ECB puts heat on banks: non-performing loan volumes shall be reduced faster.

Non-performing loan volumes amongst European banks have been going down since 2016 – but too slowly, according to the European Central Bank (ECB). It now has its sights set on the bad debts residing with financial institutions and wants to see significant results within seven years.
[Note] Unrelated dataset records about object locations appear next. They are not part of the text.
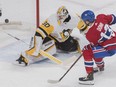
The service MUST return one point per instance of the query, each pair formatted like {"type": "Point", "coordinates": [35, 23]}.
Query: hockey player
{"type": "Point", "coordinates": [102, 42]}
{"type": "Point", "coordinates": [53, 33]}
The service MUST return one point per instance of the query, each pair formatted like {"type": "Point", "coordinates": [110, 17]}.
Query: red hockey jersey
{"type": "Point", "coordinates": [100, 32]}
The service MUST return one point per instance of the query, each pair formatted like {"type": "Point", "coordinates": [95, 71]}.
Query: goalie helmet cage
{"type": "Point", "coordinates": [37, 13]}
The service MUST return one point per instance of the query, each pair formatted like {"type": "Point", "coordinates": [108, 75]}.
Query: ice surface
{"type": "Point", "coordinates": [36, 75]}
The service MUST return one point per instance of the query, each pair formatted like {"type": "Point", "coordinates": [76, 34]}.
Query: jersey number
{"type": "Point", "coordinates": [107, 34]}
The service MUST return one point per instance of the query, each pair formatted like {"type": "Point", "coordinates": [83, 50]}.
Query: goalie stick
{"type": "Point", "coordinates": [56, 81]}
{"type": "Point", "coordinates": [43, 53]}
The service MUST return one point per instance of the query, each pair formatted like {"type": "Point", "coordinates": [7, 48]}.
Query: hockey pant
{"type": "Point", "coordinates": [48, 47]}
{"type": "Point", "coordinates": [96, 54]}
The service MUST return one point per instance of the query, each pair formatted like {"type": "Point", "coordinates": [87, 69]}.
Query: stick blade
{"type": "Point", "coordinates": [53, 81]}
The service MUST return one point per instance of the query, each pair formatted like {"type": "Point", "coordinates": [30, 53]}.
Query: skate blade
{"type": "Point", "coordinates": [86, 82]}
{"type": "Point", "coordinates": [17, 64]}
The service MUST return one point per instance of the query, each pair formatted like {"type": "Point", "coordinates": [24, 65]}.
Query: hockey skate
{"type": "Point", "coordinates": [22, 61]}
{"type": "Point", "coordinates": [98, 69]}
{"type": "Point", "coordinates": [88, 80]}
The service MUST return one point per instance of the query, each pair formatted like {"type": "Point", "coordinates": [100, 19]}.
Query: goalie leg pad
{"type": "Point", "coordinates": [48, 47]}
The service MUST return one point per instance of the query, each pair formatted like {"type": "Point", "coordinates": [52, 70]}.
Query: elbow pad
{"type": "Point", "coordinates": [113, 19]}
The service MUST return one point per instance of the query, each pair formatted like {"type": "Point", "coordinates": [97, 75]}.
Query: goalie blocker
{"type": "Point", "coordinates": [27, 59]}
For Italy’s Deputy Prime Minister, Matteo Salvini, this amounted to an “attack” on his country’s banking system: the Italian bank Monte dei Paschi announced in January that the European Central Bank (ECB) had recommended to set aside reserves in the next seven years, so that by the end of 2026 it will have fully provided for all of its non-performing loans (NPLs). Investors as well as politicians were alarmed: the ECB clearly wants to increase the pressure on banks to divest themselves of their bad debts. Meanwhile, Italian banks’ share prices plummeted.

Until now, the ECB has only set this kind of time frame for more recent non-performing loans: unsecured NPLs accrued since 1 April 2018 should be fully covered by reserves on the bank’s balance sheet within two years, secured NPLs should be settled in full in five stages over a period of seven years.

It now emerges that the ECB is considering similar rules for bad debts relating to NPLs. In July, the ECB announced that the “supervisory approach” for older NPLs would follow “the work already done in this area”:  in the “medium-term”, old and new non-performing loans should be “equally covered” within the risk provision.

Central Bank insists on the right and duty to supervise

The ECB's intention is politically controversial. In autumn 2017, the President of the European Parliament, Italy’s Antonio Tajani, criticised the Central Bank's guidelines and questioned its jurisdiction regarding the issue of non-performing loans. The ECB responded by stating that, as banking supervisor, it has every right and duty to agree individual targets for reducing NPLs for each of the banks it supervises.  

According to the ECB, the new guidelines should be seen by each bank as a “proposal”, which may be modified where there is good reason to do so. Thus, not all banks will need to inevitably completely write off their non-performing loans within seven years. However, in 2021, the ECB wants to assess the “supervision dialogue”, which is why it advised in March 2018 that: “banks should use the time to prepare appropriately.”

In its risk assessment for 2019, the ECB classifies non-performing loans - together with geopolitical uncertainty and cyber criminality - as one of the three greatest risks for the banking system in the Eurozone. The pressure on Europe’s banks is boosting NPL package trading. The Hamburg-based EOS Group thus purchased various credit portfolios in Eastern Europe last year. In Spain, the nominal value of just one portfolio purchased by EOS from Abanca amounted to 476 million euro.

There are no signs of an end to this trend: bad loans amounting to some 714.3 billion euros remain dormant on the books of European banks, even though the ratio of non-performing loans to overall credit volumes has reduced from 8% to 4.17%. However, when making international comparisons, that figure is still high: according to the World Bank, volumes in the USA, where the financial crisis began with the sub-prime catastrophe, are just below 1.2%.